The other night, my friends and I were out celebrating the end of the semester and one of our friends, who is graduating early this December. Let's call him Matt. As we sat in Matt's dorm afterwards debating whether or not to order food (wings or pizza is always a big decision), I learned that Matt's parents just recently divorced a few months ago.
Upon hearing this information, my ears immediately perked up. You see, finding a person your age who is going through a divorce while in college isn't exactly common, so it's kind of exciting to come across someone who is experiencing the same thing as you. We're a rare breed, us college divorce kids. Finding a college kid going through divorce is kind of like when you're at the bar and meet a completely random person who 1.) was your kindergarten classmate before moving to Alaska ("You had Mrs. Sullivan too?! Shut. Up.") and 2.) who enjoys singing "I Don't Wanna Miss A Thing" at Karaoke Night just as much as you do. It's great.
As I grilled Matt on details about how he felt (as our other friends sat on Matt's bed giggling about my Dr. Phil-like questions), I was surprised about what Matt had to say.
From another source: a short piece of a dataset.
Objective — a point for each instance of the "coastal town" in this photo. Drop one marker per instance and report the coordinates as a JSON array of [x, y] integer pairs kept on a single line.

I was totally prepared to give Matt advice about how to deal with coming home for the holidays, what NOT to say to your mom when those final papers come in the mail and worst case scenario, give my whole look-on-the-bright-side-at-least-you'll-get-double-the-presents this year speech. But Matt didn't need my speech.
Turns out, not only does Matt's family live in a two-family house allowing his dad to simply move downstairs, but his parents' divorce "hasn't really affected" him.
But while Matt said the divorce had little impact on him (he has a job lined up and is apartment-hunting in Boston), he did say he felt guilty. He said he wished his parents hadn't waited so long to get a divorce, but they held out until their kids were finishing up college to do so.
I agree with Matt. He shouldn't feel guilty, but being in his shoes, it's sometimes just better to go through something like divorce sooner rather than later. When you're in college--especially during your freshman year--it's a tough life adjustment. There's those awful 8 a.m. classes, roommates who believe showering is a foreign concept and it is questionable if the beef served on Taco Tuesdays is actually meat. It's not easy to be away from home and get that kind of news. But at the same time, making the move to get a divorce is like making an appointment to get your wisdom teeth out--there's never a convenient time.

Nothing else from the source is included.